Also, I don't like the suggested naming: CompleteAdding(Exception) does something quite different from CompleteAdding(), so I think it should have a different name. Inspiration could be taken from TPL Dataflow, where the corresponding methods are called Complete() and Fault(Exception).

@eiriktsarpalis
Copy link
Member

I believe @svick's alternative has the added advantage of delaying async enumeration until blocking enumeration has started. Instead of retrofitting BlockingCollection<T>, wouldn't it perhaps make more sense to add bespoke extension methods for IAsyncEnumerable? For example:

namespace System.Collections.Generic
{

    public static class CollectionExtensions
    {
         public static IEnumerable<T> ToBlockingEnumerable<T>(this IAsyncEnumerable<T> source, CancellationToken cancellationToken = default);
         public static ValueTask<List<T>> ToListAsync<T>(this IAsyncEnumerable<T> source, CancellationToken cancellationToken = default);    
    }
}

@davidfowl
Copy link
Member Author

@eiriktsarpalis sure, I wasn't sure about our tolerance for adding extensions to IAsyncEnumerable since we didn't add any to date 😄

@stephentoub
Copy link
Member

stephentoub commented Oct 7, 2021

I'd be more inclined to add a ToEnumerable extension method than to add a CompleteAdding(Exception) to BlockingCollection. We've avoided adding a full set of LINQ methods for IAsyncEnumerable, instead deferring to https://github.com/dotnet/reactive for that, but for helpers for going between core types, e.g. IAsyncEnumerable to IEnumerable, I'm ok with it. (And, just to be pedantic, we actually have added IAsyncEnumerable extension methods 😄 : https://github.com/dotnet/runtime/blob/6195d98cad42bc7ab70729e6c970e2c420b29db1/src/libraries/System.Private.CoreLib/src/System/Threading/Tasks/TaskAsyncEnumerableExtensions.cs)

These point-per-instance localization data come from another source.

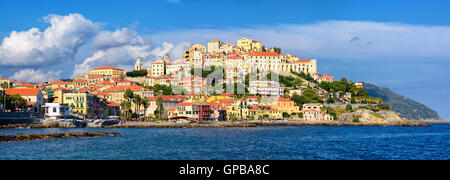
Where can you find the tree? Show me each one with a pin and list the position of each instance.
(348, 107)
(128, 95)
(146, 103)
(160, 108)
(126, 106)
(277, 50)
(137, 103)
(4, 85)
(18, 102)
(330, 100)
(384, 106)
(137, 73)
(286, 115)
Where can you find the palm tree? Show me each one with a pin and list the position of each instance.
(137, 102)
(125, 105)
(159, 104)
(146, 103)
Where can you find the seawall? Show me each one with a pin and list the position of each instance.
(259, 124)
(30, 137)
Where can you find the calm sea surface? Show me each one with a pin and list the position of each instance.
(256, 143)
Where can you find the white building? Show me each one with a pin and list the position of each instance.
(270, 88)
(57, 110)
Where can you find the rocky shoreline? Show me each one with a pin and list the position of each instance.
(30, 137)
(261, 124)
(227, 124)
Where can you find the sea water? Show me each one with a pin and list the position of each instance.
(253, 143)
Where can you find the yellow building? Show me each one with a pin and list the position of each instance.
(285, 105)
(214, 45)
(220, 97)
(4, 80)
(158, 68)
(117, 92)
(261, 112)
(196, 97)
(58, 95)
(189, 54)
(248, 45)
(237, 110)
(108, 71)
(80, 102)
(60, 84)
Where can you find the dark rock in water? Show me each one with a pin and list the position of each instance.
(405, 107)
(30, 137)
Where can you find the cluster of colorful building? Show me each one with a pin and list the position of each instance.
(99, 93)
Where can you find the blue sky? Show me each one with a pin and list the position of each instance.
(399, 44)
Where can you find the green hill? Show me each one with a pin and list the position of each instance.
(405, 107)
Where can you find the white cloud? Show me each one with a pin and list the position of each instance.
(31, 75)
(59, 42)
(121, 48)
(333, 39)
(124, 36)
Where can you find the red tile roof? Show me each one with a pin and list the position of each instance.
(27, 85)
(110, 103)
(107, 67)
(304, 60)
(260, 53)
(187, 104)
(283, 99)
(59, 82)
(101, 93)
(23, 92)
(61, 89)
(79, 81)
(168, 98)
(124, 88)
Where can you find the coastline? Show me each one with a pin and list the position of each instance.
(261, 124)
(224, 124)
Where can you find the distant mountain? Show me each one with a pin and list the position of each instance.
(405, 107)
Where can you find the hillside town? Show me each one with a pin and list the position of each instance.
(218, 82)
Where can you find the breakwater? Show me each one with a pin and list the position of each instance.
(258, 124)
(30, 137)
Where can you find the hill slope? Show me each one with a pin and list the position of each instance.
(405, 107)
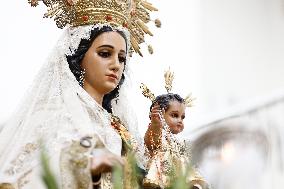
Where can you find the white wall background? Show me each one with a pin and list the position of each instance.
(225, 52)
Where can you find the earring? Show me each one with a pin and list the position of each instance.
(82, 77)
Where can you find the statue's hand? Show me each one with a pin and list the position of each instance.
(155, 116)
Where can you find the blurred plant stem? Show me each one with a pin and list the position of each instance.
(47, 175)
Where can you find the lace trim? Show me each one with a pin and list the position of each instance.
(23, 156)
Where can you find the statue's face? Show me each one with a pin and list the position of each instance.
(174, 116)
(104, 63)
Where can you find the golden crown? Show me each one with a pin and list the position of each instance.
(169, 77)
(130, 14)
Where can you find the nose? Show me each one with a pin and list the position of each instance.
(115, 64)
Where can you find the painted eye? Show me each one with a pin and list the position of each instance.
(122, 60)
(104, 54)
(174, 115)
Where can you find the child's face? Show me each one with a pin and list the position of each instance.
(174, 116)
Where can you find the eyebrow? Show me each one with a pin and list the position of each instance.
(109, 46)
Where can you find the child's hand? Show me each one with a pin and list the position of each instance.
(155, 116)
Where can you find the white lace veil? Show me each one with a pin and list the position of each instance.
(51, 111)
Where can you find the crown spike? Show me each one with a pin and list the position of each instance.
(130, 14)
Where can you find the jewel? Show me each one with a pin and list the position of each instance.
(125, 25)
(108, 18)
(85, 18)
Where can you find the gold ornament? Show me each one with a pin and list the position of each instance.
(130, 14)
(169, 77)
(147, 93)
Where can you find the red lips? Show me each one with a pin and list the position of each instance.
(113, 76)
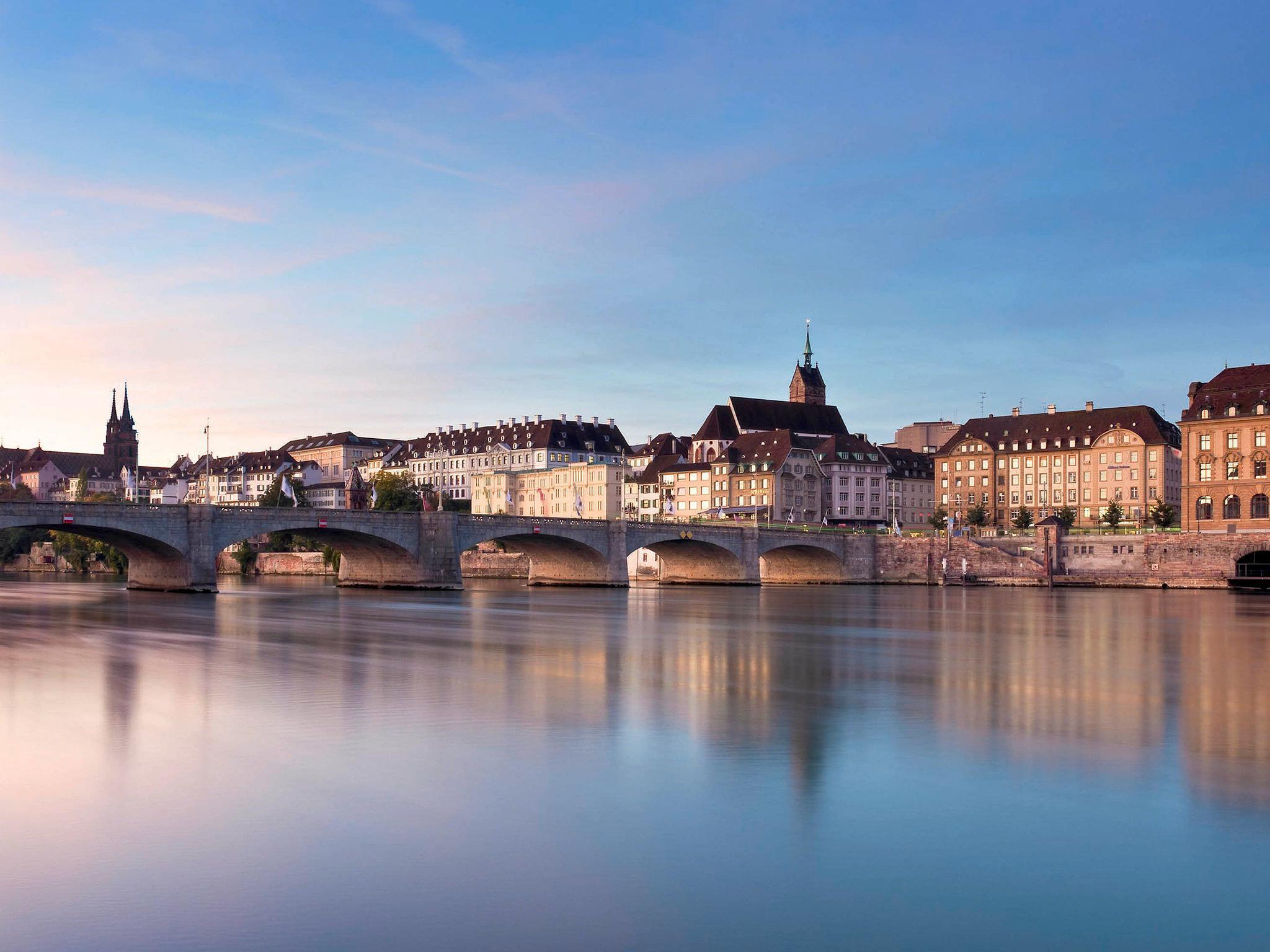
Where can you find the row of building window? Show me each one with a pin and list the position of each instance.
(1259, 507)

I don't know, though, that BlockingCollection should be used in the implementation. If you really want these semantics, you can do what @svick has done, but this does effectively change the iteration semantics to be that once you start enumerating, background operations are filling up the collection concurrently with consumption of data, and that's generally not how either enumerables nor async enumerables work. On top of that, BlockingCollection, in large part due to its design of being able to wrap arbitrary collections and delegate to them for a variety of functionality, isn't terribly efficient, in particular from an allocation perspective when data isn't available. If we wanted to add a ToEnumerable method, I'd prefer to see us just doing something like:

public static IEnumerable<T> ToEnumerable<T>(this IAsyncEnumerable<T> source, CancellationToken cancellationToken = default)
{
    IAsyncEnumerator<T> e = source.GetAsyncEnumerator(cancellationToken);
    try
    {
        while (true)
        {
            ValueTask<bool> moveNext = e.MoveNextAsync();
            if (moveNext.IsCompletedSuccessfully ? moveNext.Result : moveNext.AsTask().GetAwaiter().GetResult())
            {
                yield return e.Current;
            }
            else break;            
        }
    }
    finally
    {
        e.DisposeAsync().AsTask().GetAwaiter().GetResult();
    }
}

That keeps everything in the world of "nothing is in flight while not interacting with the enumerator", avoids needing to expose some kind of bounded buffering policy on how many items a backing collection would enable, etc.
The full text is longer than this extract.